In all of this discussion regarding the timing problems that are not completely addressed by the PLL circuitry presently available, the primary characteristics of the PLL must be kept in sight when looking for a solution. In particular, the specified gain and operating bandwidth of the PLL must be maintained. The operating bandwidth selected and to be maintained by the PLL is dependent upon the need to avoid the effects of jitter caused by noise external to the circuit. A PLL that operates within the band of interest as expected and with the gain desired, and that provides the type of transition delay noted would be particularly useful. Similarly, this would be useful for other types of control systems, including clock recovery circuits, floppy disk controllers, or any system that incorporates the comparison of a reference signal and a particular output signal that is fed back to a phase-difference-determining component.

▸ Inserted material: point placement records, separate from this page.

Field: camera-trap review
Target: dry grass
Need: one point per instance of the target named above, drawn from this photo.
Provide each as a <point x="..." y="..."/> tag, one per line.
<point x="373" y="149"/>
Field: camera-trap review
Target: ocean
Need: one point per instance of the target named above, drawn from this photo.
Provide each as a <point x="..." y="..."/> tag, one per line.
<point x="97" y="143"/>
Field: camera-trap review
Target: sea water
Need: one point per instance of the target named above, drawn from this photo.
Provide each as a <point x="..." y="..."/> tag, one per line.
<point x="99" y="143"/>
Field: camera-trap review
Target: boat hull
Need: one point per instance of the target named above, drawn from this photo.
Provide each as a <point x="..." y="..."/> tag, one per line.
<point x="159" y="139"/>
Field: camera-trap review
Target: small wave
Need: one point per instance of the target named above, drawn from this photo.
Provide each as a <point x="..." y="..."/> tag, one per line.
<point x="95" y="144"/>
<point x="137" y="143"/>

Therefore, what is needed is a means for regulating or otherwise modifying a phase difference signal in a control system so as to regulate the rate at which synchronization of at least two signals is achieved. In particular, what is needed is a PLL device that provides for synchronization of two signals initially unequal in frequency in a predetermined bandwidth and that also slows the transition from one frequency to another within the predetermined bandwidth. What is also needed is a PLL device as noted that does not interfere with the standard operation of the system and that does not increase or otherwise affect the jitter associated with the system. Still further, what is needed is a PLL device as noted that may be fabricated as part of a monolithic circuit with minimal increase in the space required.